Happy 2014 to ya'll!
Tuesday, December 17, 2013
|Me, Mum, Sis, and Theo burning the Bird in Harpers Ferry|
Just a few days before their arrival Baltimore was still dressed in fall colors and I was pretty happy that they would get a well needed break from the Swedish Winter. The very day of their arrival all the leaves came down and it got Swedish (very) cold. Fortunately they were well prepared and we had a great week exploring the surroundings and celebrating a big family American Thanksgiving at my colleague Tim's house out on the country side. That was lucky because just about everything else was pretty much like Sweden, including the weather. I had not quite realized how much of a Swedish bubble we have created at home. Our food is a mix of IKEA imports and home made Swedish baking and cooking, even our American roommate Andrew is eating herring for breakfast... Fortunately we were able to satisfy sis and mums need for Cheesecake, muffins, waffels, pancakes and other Americanized sweets at the local coffee shops
WARNING: The rest of the blog have a slight touch of "proud uncle syndrom" so If you don't like baby pictures stop reading now
|Theo taking another nap after his first flight ever from far away Sweden |
(apparently everything was way to exiting to sleep during the flight)

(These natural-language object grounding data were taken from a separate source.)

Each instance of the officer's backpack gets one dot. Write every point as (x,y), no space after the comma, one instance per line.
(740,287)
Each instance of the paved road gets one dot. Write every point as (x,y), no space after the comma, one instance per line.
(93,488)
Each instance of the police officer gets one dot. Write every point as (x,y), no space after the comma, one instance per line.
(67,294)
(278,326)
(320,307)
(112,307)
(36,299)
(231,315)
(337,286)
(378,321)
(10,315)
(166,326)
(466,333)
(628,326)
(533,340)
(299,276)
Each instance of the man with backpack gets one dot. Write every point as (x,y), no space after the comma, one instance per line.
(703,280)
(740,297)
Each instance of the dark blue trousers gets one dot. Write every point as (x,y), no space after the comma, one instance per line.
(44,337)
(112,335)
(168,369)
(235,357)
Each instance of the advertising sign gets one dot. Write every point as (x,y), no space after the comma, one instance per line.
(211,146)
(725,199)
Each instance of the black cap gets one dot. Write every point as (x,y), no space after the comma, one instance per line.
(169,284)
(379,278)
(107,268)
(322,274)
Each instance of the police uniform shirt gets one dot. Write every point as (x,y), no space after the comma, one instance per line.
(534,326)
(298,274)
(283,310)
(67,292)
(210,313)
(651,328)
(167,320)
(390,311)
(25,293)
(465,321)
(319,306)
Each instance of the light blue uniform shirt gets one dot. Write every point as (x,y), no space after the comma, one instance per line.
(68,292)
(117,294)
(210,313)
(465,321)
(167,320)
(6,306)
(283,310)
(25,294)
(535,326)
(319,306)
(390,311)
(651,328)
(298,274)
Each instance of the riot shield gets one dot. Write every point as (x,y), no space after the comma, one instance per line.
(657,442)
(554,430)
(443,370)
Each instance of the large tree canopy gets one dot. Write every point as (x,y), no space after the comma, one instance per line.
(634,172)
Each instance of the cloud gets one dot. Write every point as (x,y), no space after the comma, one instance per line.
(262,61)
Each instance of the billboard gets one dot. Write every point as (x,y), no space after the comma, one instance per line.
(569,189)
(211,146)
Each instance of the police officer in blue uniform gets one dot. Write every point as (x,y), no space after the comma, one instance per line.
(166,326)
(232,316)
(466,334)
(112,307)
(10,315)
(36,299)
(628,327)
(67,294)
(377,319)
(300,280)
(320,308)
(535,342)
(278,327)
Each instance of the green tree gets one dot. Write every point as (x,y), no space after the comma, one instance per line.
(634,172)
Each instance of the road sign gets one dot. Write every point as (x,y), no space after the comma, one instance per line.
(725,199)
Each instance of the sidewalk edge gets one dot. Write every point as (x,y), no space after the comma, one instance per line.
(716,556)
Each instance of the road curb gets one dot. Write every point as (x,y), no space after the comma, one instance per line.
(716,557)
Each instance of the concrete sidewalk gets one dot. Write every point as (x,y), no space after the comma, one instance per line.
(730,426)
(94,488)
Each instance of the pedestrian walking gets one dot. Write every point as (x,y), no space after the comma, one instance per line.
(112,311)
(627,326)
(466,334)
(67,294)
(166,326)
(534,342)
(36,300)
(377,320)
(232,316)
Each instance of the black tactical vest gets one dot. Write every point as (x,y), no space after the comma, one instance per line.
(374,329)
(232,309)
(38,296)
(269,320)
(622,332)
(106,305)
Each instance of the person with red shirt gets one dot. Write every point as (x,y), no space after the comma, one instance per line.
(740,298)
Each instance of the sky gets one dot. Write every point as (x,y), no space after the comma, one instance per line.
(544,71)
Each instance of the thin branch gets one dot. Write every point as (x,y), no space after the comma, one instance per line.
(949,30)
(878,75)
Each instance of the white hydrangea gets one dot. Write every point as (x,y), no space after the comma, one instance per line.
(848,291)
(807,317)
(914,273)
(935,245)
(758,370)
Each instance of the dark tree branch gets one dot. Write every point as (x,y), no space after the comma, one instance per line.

|A cold walk around the neighborhood|
|Warming up for Thanksgiving football|
|Mum making new friends|
|Chris taking aim at the big bird|
|Karin in sweet heaven|
Yes, I could not move or breath after this dinner. As expected. Still I had another piece of that delicious key lime pie above.
|Hiking Maryland Hight, Harpers Ferry, the following day in a crisp sunny winter day. Good time for a nap.|
|Coffee break with a view! The Shannendoa and Potomac river meeting up in the background.|
|Fresh expresso on site.|
|Hungry little monster after another long sleep in the fresh air|
|Washington, DC next|
|Theo charming the president|
|Karin and President Lincoln|
|Checking out his view|
|Parking the Theo fast food truck on Lincoln's stairs|
|Two exited guys at the Air and Space museum, DC|
|City sightseeing trip a couple of blocks from Hopkins School of Public Health|
|The highlight of the trip|
|Last night of their trip the "Wonder on 34th Street" in our neighborhood turned their light on. Good timing!|
The following day after their departure I attended a conference at the... Swedish Embassy. The Swedish Agency for Water Environment (HaV) had arranged a seminar in "the Economics of the Oceans" to promote blue growth and sustainable use of the seas. There was a great turn out of NOAA folks and many other organizations that reside in DC. Aside of inspiring talks how to move forward with the environmental challenges in Chesapeake bay and the Baltic Sea, I got to connect with my Swedish Colleagues who were surprised to find a Swede working among the NOAA folks.